Tony Hoare Algorithm or [Quickselect](https://rcoh.me/posts/linear-time-median-finding/) (algorithm to find the k-th smallest element in an unordered list):

- Select an index of a **n**-element list to compute at random. The index is called **pivot**
- Split the list into 2 groups, lesser and greater than the pivot
- Recurse on the list with a number of elements equal or above the index **k** of the median
    - k is updated to **k-len(group with values \le k)** if **group with values \gt** chosen

In [30]:
import random

def quickselect_median(l):
    if len(l) % 2 == 1:
        return quickselect(l, len(l) // 2)
    else:
        return 0.5 * (quickselect(l, len(l) / 2 - 1) + \
                      quickselect(l, len(l) / 2))


def quickselect(l, k):
    """
    Select the kth element in l (0 based)
    """
    if len(l) == 1:
        assert k == 0
        return l[0]
    
    pivot = random.choice(l)
    print(pivot)

    lows = [el for el in l if el < pivot]
    highs = [el for el in l if el > pivot]
    pivots = [el for el in l if el == pivot]

    if k < len(lows):
        return quickselect(lows, k)
    elif k < len(lows) + len(pivots):
        # We got lucky and guessed the median
        return pivots[0]
    else:
        return quickselect(highs, k - len(lows) - len(pivots))

In [31]:
l = np.random.randint(0, 10, size=(11,))
l

array([5, 2, 5, 9, 7, 6, 8, 5, 4, 8, 6])

In [32]:
quickselect_median(l)

2
8
6


6

<u>Breakdown:</u>

**step 1**
> [3, 7, 3, 7, 8, 2, 7, 8, 7, 3, 5]
>
> 11 elements -> we want the 6th element in the sorted array

**step 2**
> random pick: element 2 at index 1
>
> Split between: 
>
> \le = [], pivot = [2], \gt = [5, 5, 9, 7, 6, 8, 5, 4, 8, 6]

**step 3**
> fewer than 6 elements in \le split, we select \gt
>
> k is updated to 5 (6 - len(\le))

**step 4**
> random pick: element 8 at index 6 (of \gt)
>
> Split between:
>
> \le = [5, 5, 7, 6, 5, 4, 6], pivot = [8, 8], \gt = [9]

**step 5**
> fewer than 5 elements in \gt split, we select \le

**step 6**
> random pick: element 6 at index 3 (of \le)
>
> Split between:
>
> \le = [5, 5, 5, 4], pivot [6, 6], \gt = [7]

**step 7**
> less than 5 elements in \le and \gt, therefore returns the pivot

<u>Proof of **O(n)**:</u>

The pivot index selection is uniform so $\mathbb{E}[pivot_{index}] = \frac{1}{len(list)}$, i.e., the split leads to approximately equally sized greater and lesser (than the pivot) than the pivot.
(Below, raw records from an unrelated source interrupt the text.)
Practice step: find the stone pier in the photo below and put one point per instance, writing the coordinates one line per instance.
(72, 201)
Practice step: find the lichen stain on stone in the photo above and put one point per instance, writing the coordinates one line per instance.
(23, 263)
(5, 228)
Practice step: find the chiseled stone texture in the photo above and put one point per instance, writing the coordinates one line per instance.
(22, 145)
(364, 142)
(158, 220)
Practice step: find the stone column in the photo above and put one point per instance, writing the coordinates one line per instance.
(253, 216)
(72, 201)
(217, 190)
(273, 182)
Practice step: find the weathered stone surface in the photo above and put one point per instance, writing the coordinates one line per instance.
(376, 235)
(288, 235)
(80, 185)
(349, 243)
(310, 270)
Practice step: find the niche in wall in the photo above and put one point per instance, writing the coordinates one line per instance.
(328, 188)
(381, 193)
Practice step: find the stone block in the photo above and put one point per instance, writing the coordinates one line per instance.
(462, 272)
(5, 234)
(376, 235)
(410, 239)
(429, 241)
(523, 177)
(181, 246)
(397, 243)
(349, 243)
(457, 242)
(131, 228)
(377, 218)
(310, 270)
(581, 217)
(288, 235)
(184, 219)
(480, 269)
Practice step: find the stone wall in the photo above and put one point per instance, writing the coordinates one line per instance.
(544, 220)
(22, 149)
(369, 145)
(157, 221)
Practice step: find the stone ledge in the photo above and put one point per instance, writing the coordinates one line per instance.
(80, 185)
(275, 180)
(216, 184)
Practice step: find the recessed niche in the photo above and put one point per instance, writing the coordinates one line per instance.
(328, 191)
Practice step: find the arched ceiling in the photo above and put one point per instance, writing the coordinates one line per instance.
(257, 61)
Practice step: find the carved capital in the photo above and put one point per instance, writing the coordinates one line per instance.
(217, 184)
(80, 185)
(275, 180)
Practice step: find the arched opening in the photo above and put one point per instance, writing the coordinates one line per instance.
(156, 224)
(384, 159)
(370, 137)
Therefore the recursion on average operates on subsequently halved lists such that:

> $Complexity = \underset{i=0}{\overset{+\infty}{\sum}}\frac{n}{2^i} \Rightarrow 2n$

We have a linear complexity:

> $O(n)$

### Ex 3: (Building a kd-tree) Using the previous question, write the recurrence relationship for the construction of a standard kd-tree in dimension d. (Hint: adapt the reccurence seen for Quicksort.)

### Ex 4: (kd-trees with cuts maximizing the variance) Consider the idea of replacing coordinate axis used in standard kd-trees by directions which maximize the variance of the projected points.
- **Explain how to do this using Principal Components Analysis (assuming you know PCA)**
- **Explain the incidence of this modification on the complexity of the tree construction**

### Ex 5: (Searching metric trees) Using the triangle inequality, prove the correctness of the method presented to search the exact nearest neighbor in a metric tree.